New survey shows that retirement includes work for many older Americans
Departing the workforce entirely and entering retirement at age 65 is no longer a reality for many older people in the United States, according to a recent survey by The Associated Press-NORC Center for Public Affairs Research. The study finds that there are large numbers of older Americans who are currently, or who expect to be, working longer. However, this doesn't necessarily mean that they are continuing with the same employment circumstances indefinitely. Many are either reducing their hours to part-time status or are planning to switch to a new employer or even a new field.
This survey comes at a time when the size of the older population is larger than ever and projected to keep growing. Between 2003 and 2013, the number of Americans age 65 and older rose from 35.9 million to 44.7 million. In the next quarter century, this number is expected to rise to 82.3 million. The percentage of the overall population that falls within this group will rise from 14.1 percent in 2013 to 21.7 percent in 2040.
"The circumstances and future plans of older Americans must be well understood by decision-makers," said Trevor Tompson, director of The AP-NORC Center. "Not only are older Americans going to work longer, but 4 in 10 respondents are planning to change career fields in the future. These results point to significant changes in the American workforce with impacts likely felt by workers and employers."
Key findings from the survey from adults age 50 and older:
- A quarter of older workers say they plan to never retire. This sentiment is more common among lower-income workers than higher-income workers, with 33 percent of those earning less than $50,000 a year saying they will never retire, compared with 20 percent of those who earn $100,000 or more.
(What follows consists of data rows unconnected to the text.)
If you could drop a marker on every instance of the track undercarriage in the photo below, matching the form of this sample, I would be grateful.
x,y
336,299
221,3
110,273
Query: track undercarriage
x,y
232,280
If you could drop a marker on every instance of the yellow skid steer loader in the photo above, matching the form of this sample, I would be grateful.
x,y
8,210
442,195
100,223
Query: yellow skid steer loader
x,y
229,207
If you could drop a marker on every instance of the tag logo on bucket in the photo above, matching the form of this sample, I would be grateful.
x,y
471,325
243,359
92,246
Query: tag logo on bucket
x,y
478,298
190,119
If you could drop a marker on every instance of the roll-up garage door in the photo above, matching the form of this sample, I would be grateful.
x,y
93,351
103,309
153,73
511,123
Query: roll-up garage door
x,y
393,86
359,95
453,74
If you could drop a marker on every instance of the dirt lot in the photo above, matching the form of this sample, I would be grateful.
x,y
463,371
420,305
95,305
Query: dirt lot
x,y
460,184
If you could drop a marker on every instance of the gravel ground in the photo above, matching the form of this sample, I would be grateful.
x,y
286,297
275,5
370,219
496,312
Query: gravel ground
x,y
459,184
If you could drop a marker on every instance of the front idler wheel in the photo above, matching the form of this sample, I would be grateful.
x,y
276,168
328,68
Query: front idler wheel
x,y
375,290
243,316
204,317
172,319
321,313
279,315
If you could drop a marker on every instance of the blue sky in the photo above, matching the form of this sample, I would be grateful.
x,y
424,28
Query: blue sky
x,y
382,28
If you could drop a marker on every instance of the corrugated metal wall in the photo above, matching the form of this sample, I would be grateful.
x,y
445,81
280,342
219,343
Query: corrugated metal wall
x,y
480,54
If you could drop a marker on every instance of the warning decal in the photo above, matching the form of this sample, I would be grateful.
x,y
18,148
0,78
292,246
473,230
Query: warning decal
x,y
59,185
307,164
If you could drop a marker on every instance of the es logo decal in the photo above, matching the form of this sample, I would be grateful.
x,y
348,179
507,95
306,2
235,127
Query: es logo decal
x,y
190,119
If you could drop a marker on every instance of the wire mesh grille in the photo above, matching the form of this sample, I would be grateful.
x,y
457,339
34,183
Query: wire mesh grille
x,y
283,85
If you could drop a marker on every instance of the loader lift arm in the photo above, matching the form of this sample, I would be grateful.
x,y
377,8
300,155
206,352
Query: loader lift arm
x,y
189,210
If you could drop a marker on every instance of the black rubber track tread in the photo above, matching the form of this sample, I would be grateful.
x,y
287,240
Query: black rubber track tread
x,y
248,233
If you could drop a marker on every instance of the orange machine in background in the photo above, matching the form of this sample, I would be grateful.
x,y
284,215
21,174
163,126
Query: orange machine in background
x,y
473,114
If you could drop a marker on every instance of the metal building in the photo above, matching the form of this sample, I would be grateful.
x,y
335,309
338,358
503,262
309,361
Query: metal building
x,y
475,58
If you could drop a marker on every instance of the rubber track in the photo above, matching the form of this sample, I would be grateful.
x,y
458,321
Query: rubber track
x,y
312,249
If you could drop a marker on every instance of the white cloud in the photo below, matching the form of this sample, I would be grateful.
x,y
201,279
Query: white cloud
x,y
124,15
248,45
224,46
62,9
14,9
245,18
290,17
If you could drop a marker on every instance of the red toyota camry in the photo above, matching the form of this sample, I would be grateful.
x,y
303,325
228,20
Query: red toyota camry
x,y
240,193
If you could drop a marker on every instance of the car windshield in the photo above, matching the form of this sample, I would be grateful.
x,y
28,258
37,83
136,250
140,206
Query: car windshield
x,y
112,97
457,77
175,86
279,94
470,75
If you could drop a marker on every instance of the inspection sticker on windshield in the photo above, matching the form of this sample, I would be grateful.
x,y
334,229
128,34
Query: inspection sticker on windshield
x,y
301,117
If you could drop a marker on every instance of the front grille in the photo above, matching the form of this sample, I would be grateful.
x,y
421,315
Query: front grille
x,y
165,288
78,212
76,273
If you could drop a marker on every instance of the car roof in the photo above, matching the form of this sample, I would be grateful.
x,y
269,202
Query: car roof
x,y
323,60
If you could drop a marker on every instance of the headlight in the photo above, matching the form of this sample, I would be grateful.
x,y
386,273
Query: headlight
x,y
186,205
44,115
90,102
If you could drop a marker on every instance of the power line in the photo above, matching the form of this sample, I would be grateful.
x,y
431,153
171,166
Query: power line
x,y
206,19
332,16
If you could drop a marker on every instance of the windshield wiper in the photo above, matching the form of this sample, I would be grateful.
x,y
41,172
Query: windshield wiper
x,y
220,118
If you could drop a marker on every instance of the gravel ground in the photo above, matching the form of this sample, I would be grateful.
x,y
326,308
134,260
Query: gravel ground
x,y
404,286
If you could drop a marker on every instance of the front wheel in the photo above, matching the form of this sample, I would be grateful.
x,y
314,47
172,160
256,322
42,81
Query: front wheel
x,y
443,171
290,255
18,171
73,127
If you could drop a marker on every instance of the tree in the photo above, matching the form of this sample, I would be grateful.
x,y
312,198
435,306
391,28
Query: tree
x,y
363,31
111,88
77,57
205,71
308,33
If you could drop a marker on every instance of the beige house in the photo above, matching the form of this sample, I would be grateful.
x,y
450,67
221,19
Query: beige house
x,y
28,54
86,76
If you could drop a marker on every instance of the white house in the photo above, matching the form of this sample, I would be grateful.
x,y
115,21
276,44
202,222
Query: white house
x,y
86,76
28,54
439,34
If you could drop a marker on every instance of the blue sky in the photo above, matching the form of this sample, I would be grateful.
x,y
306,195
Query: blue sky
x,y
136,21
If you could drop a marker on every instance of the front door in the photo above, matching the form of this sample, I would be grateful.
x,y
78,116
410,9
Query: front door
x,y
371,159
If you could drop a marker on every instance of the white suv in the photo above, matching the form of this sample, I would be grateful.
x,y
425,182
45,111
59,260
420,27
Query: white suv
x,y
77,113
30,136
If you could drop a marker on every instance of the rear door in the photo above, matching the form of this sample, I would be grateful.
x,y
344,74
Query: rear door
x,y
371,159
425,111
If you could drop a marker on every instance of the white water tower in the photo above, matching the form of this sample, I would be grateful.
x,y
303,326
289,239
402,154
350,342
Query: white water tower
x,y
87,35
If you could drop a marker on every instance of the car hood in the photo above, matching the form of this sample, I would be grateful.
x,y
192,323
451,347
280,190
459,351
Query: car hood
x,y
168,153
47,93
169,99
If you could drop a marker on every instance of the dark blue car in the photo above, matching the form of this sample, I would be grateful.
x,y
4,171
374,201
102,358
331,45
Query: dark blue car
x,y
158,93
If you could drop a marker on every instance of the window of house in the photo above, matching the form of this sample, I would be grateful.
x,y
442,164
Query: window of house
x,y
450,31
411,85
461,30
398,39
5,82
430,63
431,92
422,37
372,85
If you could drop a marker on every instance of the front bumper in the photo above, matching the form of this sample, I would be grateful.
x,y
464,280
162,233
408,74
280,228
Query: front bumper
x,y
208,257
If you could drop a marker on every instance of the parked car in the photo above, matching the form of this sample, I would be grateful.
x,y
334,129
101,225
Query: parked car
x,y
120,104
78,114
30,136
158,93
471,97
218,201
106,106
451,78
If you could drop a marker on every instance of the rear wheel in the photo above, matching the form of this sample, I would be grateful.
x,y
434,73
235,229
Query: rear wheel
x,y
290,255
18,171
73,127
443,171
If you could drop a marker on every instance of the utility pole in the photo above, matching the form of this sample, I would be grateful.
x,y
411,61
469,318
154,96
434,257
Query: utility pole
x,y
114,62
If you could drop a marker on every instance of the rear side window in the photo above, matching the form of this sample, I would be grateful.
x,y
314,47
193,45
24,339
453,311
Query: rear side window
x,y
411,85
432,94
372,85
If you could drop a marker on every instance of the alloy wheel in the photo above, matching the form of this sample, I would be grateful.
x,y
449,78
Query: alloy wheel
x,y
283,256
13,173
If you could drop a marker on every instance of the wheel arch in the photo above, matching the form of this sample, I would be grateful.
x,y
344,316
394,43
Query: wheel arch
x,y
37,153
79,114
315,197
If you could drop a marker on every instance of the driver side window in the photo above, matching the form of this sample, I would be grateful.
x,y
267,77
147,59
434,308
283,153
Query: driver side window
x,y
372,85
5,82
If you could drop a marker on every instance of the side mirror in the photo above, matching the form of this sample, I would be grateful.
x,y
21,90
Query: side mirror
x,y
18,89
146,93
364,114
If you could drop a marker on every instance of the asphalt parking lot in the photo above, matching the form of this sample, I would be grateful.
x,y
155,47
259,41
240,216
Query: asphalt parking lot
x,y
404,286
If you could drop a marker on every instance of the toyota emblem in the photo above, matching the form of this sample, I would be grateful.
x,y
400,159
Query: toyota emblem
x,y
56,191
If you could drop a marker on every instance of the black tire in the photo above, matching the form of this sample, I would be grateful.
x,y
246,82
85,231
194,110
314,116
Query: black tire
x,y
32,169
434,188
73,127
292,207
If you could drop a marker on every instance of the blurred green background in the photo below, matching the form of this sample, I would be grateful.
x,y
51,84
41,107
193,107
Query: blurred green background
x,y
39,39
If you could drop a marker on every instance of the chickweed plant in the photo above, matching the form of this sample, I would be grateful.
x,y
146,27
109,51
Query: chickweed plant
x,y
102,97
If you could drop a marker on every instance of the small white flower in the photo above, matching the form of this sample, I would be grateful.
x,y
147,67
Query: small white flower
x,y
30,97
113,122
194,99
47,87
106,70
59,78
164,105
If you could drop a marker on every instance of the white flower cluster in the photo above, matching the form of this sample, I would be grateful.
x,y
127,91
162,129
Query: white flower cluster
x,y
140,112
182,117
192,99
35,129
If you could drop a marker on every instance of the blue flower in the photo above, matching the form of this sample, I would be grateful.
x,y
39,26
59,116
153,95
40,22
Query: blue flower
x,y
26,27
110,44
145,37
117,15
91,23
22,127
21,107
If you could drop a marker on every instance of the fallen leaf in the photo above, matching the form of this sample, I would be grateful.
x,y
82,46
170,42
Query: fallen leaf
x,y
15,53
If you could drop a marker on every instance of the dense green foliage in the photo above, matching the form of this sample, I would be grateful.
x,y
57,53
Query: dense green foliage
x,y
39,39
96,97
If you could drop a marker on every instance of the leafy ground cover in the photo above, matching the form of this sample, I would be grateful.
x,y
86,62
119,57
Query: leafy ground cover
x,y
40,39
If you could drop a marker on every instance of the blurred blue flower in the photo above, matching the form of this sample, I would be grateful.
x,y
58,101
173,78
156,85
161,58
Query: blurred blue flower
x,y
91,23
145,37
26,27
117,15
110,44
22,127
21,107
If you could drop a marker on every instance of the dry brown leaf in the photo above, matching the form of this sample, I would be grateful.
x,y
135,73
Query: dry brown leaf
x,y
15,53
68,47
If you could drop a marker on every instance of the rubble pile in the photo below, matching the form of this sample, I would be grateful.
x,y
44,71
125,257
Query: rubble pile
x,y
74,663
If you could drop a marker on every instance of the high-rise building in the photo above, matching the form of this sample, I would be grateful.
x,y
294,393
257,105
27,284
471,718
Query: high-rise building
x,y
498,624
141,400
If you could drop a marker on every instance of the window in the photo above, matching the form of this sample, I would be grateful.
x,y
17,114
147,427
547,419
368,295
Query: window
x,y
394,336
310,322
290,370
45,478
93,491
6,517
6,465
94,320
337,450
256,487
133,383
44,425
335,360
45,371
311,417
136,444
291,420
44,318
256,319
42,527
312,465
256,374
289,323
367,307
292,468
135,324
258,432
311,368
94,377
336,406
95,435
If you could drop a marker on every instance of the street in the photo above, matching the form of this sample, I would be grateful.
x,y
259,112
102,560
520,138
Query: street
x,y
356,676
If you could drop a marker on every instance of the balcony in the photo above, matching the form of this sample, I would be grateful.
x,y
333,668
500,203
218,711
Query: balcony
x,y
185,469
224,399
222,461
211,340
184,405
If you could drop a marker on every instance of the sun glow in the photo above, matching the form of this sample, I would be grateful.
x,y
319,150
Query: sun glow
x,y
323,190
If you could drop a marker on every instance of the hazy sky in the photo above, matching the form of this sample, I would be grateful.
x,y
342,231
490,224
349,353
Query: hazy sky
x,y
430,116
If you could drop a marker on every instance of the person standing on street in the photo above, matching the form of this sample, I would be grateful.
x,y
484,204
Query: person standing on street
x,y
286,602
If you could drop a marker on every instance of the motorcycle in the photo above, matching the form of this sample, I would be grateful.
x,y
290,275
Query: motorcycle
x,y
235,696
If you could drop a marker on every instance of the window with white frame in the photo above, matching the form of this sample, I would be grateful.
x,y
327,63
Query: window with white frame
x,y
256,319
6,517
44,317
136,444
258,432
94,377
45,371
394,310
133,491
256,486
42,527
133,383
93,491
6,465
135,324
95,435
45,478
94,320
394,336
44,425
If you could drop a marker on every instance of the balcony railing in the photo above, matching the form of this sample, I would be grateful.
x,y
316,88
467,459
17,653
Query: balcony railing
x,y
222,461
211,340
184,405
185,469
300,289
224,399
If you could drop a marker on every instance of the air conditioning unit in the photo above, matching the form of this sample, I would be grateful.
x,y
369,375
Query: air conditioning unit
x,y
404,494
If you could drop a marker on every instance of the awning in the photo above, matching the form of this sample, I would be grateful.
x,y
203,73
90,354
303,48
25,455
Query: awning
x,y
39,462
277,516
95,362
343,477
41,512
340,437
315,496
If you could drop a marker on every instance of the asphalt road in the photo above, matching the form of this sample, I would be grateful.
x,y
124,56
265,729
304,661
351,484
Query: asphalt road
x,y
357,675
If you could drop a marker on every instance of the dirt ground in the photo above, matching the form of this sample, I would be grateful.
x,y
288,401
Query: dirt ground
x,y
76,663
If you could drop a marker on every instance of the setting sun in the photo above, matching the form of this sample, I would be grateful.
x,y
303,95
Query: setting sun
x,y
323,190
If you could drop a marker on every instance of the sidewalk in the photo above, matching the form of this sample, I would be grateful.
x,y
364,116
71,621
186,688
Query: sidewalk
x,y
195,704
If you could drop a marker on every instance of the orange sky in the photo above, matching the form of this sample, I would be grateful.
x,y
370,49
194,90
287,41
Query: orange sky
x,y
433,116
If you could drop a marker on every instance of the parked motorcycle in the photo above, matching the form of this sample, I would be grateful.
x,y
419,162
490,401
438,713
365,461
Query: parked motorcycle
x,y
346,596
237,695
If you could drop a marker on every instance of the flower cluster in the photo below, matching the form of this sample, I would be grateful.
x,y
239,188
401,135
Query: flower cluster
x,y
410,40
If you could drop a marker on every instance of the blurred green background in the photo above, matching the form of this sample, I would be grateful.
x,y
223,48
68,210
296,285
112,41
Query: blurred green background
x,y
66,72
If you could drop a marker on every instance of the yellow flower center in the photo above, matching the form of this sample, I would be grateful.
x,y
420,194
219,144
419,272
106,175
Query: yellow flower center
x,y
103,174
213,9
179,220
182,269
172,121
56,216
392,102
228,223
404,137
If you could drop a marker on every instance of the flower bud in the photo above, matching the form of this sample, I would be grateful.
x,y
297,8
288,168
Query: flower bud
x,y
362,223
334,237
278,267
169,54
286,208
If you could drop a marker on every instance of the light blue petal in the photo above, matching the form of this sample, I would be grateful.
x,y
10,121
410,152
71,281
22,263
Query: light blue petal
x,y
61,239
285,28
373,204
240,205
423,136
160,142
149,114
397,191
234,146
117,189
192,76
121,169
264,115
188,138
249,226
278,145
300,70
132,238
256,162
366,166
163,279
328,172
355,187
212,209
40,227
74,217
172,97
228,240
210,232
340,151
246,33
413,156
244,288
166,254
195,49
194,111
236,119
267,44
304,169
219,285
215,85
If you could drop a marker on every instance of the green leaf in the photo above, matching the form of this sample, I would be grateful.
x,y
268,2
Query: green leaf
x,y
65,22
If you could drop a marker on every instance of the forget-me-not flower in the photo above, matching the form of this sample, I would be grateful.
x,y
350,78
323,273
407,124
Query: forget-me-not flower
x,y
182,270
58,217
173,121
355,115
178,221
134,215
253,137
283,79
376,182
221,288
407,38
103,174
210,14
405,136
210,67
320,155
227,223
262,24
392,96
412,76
- More than half of older Americans plan to work past the traditional retirement age of 65 or already have worked past age 65. Six in 10 Americans age 50 to 64 plan to work past the age of 65. Nearly half of those who are 65 and older say they already work or plan to work during this later stage of life.
- The members of the workforce who are age 65 and older are not limiting themselves to occasional work—this group reports an average of 31 hours per week in the workplace.
- More than 4 in 10 Americans age 50 and older have spent at least 20 years working for the same employer at some point in their careers. These workers are more excited and less anxious about retirement than those without such long histories with a single employer.
- A majority of older Americans who are planning to remain in or rejoin the workforce are planning to switch either professional fields or employers in the future. Those who are age 65 and older are especially likely to plan a change.
- A sizeable minority of older workers are taking steps to keep their skill sets fresh by pursuing job training or additional education.
- A quarter of adults age 50 and older have looked for a job in the past five years. Many of them are encountering difficulties in the job market, with a third reporting that it has been so difficult that they've given up looking at some point during their search.
The 2016 study on working longer is a continuation of and expansion on a 2013 survey from The AP-NORC Center. The 2016 study extends the 2013 research and examines new topics, including older workers' efforts to improve their career skills and their plans to adjust the parameters of work in the later stages of their working life. The survey also tracks a number of attitudes and behaviors that were examined in 2013 surrounding issues facing older workers.